Dari sisi waktu misalnya jalur prioritas untuk transportasi publik, pengawasan angkutan umum yang berhenti menunggu penumpang. Serta kebijakan penunjang lain, seperti meningkatkan kualitas dan keamanan. Termasuk dari sisi manajemen dan pengendara. Jangan sampai, kita meningkatkan kualitas tapi tidak mempertimbangkan faktor waktu, seperti instalasi layar TV tanpa pengawasan terhadap waktu berhenti (ngetem).

Kebijakan dari kendaraan bermotor adalah kebijakan yang menahan latent demand atau keinginan warga untuk memiliki kendaraan bermotor ataupun memakai kendaraan bermotor. Kebijakan seperti ini bertujuan mengurangi kendaraan bermotor. Contoh dari kebijakan ini adalah pemberlakuan harga yang tinggi untuk kendaraan bermotor pada parkir, bahan bakar, atau pemakaian jalan.

Selain itu, dapat juga berupa pembatasan-pembatasan pemakaian kendaraan bermotor seperti ganjil-genap, wilayah three-or-two in one, road pricing di suatu koridor atau area, atau bahkan menutup sebagian jalan yang memiliki transportasi publik yang bagus untuk kendaraan bermotor.  

Tentunya kebijakan kendaraan bermotor perlu diiringi dengan penambahan options  atau pilihan moda lain, dalam hal ini transportasi publik yang mumpuni. Perencanaan dan pembangunan transportasi publik diperlukan lebih gencar dan cepat dibandingkan penyediaan terhadap jalan yang pro-kendaraan bermotor.

Memang investasi keduanya membutuhkan dana yang besar, kembali kepada komitmen pengambil keputusan untuk lebih pro-transportasi publik didukung oleh pengampu kebijakan dan perencana/perumus anggaran.

Jumlah sepeda motor melesat dibanding mobil. BPS Kota Bandung sebut jumlah motor 1,16 juta pada 2020 dan rilis dishub sebut saat ini 1,7 juta unit. Mengapa Bandung besar pertambahan motornya? 

Pertimbangan utama warga yang rasional dalam memilih moda setiap hari adalah waktu dan harga. Motor sangat unggul di keduanya. Hal tersebutlah yang menyebabkan pertambahan sepeda motor sangat besar. Dari sisi waktu, berbagai kebijakan yang diberlakukan pada mobil, tidak berlaku pada motor, menjadi faktor keunggulan motor.

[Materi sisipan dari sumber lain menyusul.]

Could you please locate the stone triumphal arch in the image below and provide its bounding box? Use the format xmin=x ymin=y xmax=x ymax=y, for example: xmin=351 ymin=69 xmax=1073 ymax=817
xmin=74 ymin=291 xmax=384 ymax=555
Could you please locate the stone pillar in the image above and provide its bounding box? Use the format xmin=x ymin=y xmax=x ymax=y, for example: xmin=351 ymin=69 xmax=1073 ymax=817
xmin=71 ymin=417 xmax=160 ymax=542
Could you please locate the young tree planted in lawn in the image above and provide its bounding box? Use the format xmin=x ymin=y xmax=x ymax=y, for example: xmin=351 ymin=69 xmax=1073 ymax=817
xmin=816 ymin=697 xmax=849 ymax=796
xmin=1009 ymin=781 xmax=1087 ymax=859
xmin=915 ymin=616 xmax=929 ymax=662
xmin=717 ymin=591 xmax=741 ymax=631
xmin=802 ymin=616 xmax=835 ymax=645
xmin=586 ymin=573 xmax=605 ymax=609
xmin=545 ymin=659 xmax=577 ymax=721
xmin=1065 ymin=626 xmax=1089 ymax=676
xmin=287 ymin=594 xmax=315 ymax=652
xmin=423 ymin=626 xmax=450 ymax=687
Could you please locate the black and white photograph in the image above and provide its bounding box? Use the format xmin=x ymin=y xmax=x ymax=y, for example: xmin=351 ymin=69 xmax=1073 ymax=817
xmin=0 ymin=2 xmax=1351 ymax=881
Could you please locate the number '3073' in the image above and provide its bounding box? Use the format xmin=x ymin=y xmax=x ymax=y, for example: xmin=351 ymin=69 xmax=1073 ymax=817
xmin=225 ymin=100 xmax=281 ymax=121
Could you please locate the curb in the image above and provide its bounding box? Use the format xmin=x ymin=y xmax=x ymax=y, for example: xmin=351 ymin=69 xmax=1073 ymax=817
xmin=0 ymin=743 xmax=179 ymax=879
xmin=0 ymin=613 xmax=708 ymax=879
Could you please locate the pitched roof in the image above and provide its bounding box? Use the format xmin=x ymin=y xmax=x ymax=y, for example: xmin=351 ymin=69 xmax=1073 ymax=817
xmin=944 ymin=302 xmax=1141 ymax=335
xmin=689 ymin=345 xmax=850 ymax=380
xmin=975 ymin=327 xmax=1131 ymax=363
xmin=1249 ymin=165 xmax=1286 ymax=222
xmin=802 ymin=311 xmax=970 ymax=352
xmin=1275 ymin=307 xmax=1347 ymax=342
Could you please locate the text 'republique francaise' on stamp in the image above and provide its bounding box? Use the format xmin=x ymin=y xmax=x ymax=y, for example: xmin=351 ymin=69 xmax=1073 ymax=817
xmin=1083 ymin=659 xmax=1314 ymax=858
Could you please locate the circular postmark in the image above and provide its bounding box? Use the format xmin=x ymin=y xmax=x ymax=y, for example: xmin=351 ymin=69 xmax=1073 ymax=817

Contohnya di Kota Bandung pernah ada kebijakan motor boleh ke depan di lampu merah. Dari sisi harga, untuk memperoleh motor itu cukup rendah, bahkan ada yang bisa tanpa uang muka. Keunggulan harga juga berlaku pada pergerakan sehari-hari. Pemakaian bahan bakar motor harganya lebih rendah jika warga membayar beberapa rute transportasi umum.

Padahal jika kita telaah lagi, tentu kontribusi terhadap kemacetan tidak hanya dari jumlah mobil, jumlah motor juga berkontribusi cukup tinggi. Berdasarkan standar, satu sepeda motor itu setara dengan 0,25 – 0,4 dari satu mobil (satuan mobil penumpang). Sehingga, pertumbuhan jumlah motor juga menjadi sebab mengapa Kota Bandung bertambah kemacetannya.